Coincidentally, every one of these emails informs me that I am now eligible to purchase one of their beautiful (and expensive) plaques to hang on my wall to let the world (and my clients) know how incredibly outstanding I am. Now I am sure that there must be some legitimate organization that actually make an effort to determine which of my colleagues are deserving of recognition, but at this point it’s hard to tell the forest of plaques from the trees.
However, every now and then I’m involved with something that receives an award for which I am really proud. And a short time ago, that happened.
I learned that the Texas Access to Justice Commission have bestowed their Pro Bono Service Award to the Collaborative Law Pro Bono Project, giving recognition to an almost two-year effort by Collaborative Divorce Texas and the Collaborative Law Section of the State Bar of Texas. No plaque was offered, just a $1000 prize to be used to support the project.

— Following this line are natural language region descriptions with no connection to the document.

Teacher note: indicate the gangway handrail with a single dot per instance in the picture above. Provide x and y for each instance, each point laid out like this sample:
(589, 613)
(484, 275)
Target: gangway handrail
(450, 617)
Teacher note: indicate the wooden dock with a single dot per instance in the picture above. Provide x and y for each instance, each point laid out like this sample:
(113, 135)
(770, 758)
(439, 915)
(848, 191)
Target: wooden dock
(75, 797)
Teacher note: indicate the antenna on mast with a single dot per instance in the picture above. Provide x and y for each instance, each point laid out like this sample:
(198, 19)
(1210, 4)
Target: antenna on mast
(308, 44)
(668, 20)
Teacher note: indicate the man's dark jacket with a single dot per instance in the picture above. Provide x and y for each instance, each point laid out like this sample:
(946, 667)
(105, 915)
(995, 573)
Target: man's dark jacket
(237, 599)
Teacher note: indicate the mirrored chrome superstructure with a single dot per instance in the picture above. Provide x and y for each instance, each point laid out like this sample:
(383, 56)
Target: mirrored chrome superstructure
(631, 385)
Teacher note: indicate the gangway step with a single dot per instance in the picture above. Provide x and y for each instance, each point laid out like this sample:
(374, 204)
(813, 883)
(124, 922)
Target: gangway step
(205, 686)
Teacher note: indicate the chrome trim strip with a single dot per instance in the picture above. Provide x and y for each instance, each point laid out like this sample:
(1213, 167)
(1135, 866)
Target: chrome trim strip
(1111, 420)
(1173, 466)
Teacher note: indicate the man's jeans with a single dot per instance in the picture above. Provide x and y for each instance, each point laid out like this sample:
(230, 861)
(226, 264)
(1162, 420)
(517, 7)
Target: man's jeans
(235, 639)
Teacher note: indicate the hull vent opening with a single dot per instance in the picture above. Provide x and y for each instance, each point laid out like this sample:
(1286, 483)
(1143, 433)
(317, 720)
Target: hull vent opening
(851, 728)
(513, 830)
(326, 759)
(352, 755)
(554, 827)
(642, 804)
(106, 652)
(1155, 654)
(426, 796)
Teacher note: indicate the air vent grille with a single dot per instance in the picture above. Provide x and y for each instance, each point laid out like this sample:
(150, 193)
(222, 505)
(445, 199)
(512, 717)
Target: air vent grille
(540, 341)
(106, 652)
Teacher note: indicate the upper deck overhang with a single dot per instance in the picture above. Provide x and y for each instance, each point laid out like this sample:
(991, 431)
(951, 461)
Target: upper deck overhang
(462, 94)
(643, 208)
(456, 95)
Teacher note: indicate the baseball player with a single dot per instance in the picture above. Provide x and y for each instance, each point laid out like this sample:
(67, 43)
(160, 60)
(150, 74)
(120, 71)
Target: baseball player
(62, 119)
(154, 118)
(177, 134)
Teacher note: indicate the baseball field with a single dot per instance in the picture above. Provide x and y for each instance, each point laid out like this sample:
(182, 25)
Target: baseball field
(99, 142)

The award will be presented on July 16, 2016 at a Bar Leaders Conference luncheon in Houston, and Collaborative Divorce Texas will be donating its share of the award to Houston Volunteer Lawyers (HVL). Thanks to Alissa Rubin Gomez, the Executive Director of HVL, a large number of volunteers will be available to provide their pro bono collaborative services to low-income Texans. I treasure my involvement with this effort more than any number of plaques that I could hang on my office walls.
This article is from Norma Levine Trusch, a Houston-based family law, former Collaborative Divorce Texas board member, and longtime collaborative law advocate.